Once you grasp the concept that you can model real-world objects
as documents and you understand the idea that you can create
relationships between documents, you may wonder how
should you go about representing the
relationships? For instance, if you have an object that has a
relationship of ownership/possession, do you always want to
include fields in that object which reference all the objects it
owns? In other words, if you follow this approach, when an
asteroid has craters, the asteroid document should contain
references to each crater document. In traditional relational
database terminology, this is called a
one-to-many relationship, and is often also
called a has-many relationship. In an
asteroid example we say the "asteroid has many craters" and
conceptually it would appear as follows:
Imagine we are creating a virtual universe containing asteroids. And all asteroids can have zero or more craters; users in the environment can create more craters on the asteroids, and the environment can also create more craters on an asteroid. In this case, we have a relationship of ownership/possession by our asteroid since an asteroid contains the craters that are on it. If we choose to express ownership of the craters by the asteroid and say the asteroid has-many craters, we would provide an asteroid document as follows:
{ "a_id" : "asteroidA", "craters" : ["crater1", "crater2" .... ], .... }
In the asteroid document, we reference the crater by crater ID in an array of craters. Each of the craters could be represented by the following JSON document:
{ "crater_id" : "crater1", "location" : [ "37.42N", "-112.165W" ], "depth" : 80 .... }
But because we are working with a flexible, document-centric design, we could instead put all the references to the object-that-owns in the objects that are owned. In the asteroid example, we would have references from each crater document to the asteroid document. In the relational world, we refer to this as a many-to-one relationship which is sometimes also called a belongs-to relationship. This alternate approach would appear as follows:
The respective asteroid and crater JSON documents for this approach would now appear as follows:
{ "a_id" : "asteroidA", .... }
In the asteroid document we have a unique asteroid ID field,
a_id which we can reference from our crater
documents. Each of the craters could be represented by the
following JSON document:
{ "crater_id" : "crater1", "on_asteroid" : "asteroidA" "location" : [ "37.42N", "-112.165W" ], "depth" : 80 .... }
With this alternate approach, we provide any information about a
relationship between asteroid and crater in each crater document.

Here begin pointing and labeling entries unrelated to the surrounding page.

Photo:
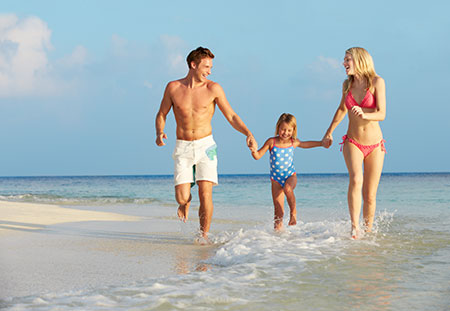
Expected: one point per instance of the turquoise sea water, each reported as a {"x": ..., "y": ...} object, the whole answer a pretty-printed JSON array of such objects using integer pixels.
[{"x": 403, "y": 265}]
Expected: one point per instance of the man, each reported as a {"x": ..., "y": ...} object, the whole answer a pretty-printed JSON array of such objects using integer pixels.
[{"x": 193, "y": 100}]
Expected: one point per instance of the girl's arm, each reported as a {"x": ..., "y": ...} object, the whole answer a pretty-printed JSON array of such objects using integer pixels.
[
  {"x": 258, "y": 154},
  {"x": 338, "y": 116},
  {"x": 308, "y": 144}
]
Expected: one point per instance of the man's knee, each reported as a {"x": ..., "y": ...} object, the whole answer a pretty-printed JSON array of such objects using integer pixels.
[{"x": 356, "y": 180}]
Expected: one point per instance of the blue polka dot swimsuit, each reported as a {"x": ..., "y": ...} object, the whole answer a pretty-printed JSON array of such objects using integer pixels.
[{"x": 281, "y": 163}]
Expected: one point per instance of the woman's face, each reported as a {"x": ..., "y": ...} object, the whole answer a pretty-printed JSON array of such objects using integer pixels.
[{"x": 348, "y": 64}]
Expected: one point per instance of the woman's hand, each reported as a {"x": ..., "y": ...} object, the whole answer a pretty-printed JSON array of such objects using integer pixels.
[
  {"x": 357, "y": 111},
  {"x": 327, "y": 141}
]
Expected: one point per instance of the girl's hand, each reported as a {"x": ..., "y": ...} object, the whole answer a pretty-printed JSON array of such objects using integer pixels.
[
  {"x": 357, "y": 111},
  {"x": 327, "y": 141}
]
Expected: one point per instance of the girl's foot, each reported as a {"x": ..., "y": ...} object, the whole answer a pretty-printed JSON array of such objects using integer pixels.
[{"x": 293, "y": 220}]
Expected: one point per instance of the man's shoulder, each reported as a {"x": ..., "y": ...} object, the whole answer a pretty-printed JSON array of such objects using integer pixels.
[
  {"x": 175, "y": 83},
  {"x": 214, "y": 86}
]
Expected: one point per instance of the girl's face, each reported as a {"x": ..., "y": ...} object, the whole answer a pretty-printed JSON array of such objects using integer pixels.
[
  {"x": 285, "y": 131},
  {"x": 349, "y": 64}
]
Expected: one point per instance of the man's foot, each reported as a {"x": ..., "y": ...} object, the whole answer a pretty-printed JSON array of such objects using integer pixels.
[
  {"x": 278, "y": 225},
  {"x": 202, "y": 239},
  {"x": 355, "y": 234},
  {"x": 183, "y": 210}
]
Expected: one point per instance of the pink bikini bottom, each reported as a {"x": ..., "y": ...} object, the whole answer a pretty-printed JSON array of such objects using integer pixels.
[{"x": 365, "y": 149}]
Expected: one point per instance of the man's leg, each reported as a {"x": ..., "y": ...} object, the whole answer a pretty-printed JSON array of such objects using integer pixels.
[
  {"x": 206, "y": 206},
  {"x": 183, "y": 197}
]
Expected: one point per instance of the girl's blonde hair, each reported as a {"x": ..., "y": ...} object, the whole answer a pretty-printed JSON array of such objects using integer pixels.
[
  {"x": 364, "y": 68},
  {"x": 290, "y": 120}
]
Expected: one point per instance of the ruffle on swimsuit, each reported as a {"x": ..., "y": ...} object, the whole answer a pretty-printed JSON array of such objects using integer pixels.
[{"x": 365, "y": 149}]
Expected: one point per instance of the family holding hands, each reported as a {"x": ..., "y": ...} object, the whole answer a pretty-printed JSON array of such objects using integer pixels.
[{"x": 194, "y": 98}]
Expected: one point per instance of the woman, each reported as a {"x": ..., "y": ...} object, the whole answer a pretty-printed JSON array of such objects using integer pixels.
[{"x": 364, "y": 98}]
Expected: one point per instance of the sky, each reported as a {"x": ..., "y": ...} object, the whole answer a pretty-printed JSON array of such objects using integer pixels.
[{"x": 81, "y": 81}]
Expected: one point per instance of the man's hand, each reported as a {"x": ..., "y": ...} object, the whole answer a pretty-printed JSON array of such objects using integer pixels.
[
  {"x": 159, "y": 139},
  {"x": 251, "y": 143},
  {"x": 327, "y": 141}
]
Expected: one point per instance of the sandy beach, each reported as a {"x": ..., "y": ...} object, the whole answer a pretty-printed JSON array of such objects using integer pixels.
[{"x": 48, "y": 248}]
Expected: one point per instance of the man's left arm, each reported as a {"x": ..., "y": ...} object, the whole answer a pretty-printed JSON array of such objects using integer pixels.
[{"x": 231, "y": 116}]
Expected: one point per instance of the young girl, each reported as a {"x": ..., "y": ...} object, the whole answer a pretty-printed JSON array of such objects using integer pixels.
[{"x": 282, "y": 170}]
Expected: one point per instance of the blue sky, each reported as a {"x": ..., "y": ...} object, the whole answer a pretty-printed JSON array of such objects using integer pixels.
[{"x": 81, "y": 81}]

We provide a field on_asteroid in each crater
document with the value linking us to the asteroid document.
So which of these two approaches is preferable for relating the two documents? There are two important considerations to keep in mind when you relate documents:
Issues of Contention: if you expect a lot of updates from different processes to occur to a document, creating several belongs-to relationships is more desirable.
In the case of our asteroid example, if we have all craters referenced in the asteroid document, we can expect a good amount of conflict and contention over asteroid document. As users create more craters, or as the environment creates more craters, we can expect conflict between the processes which are all trying to update crater information on a single asteroid document. We could use locks and check-and-sets to prevent conflict, but this would diminish read/write response time. So in this type of scenario, putting the link from craters to asteroid makes more sense to avoid contention.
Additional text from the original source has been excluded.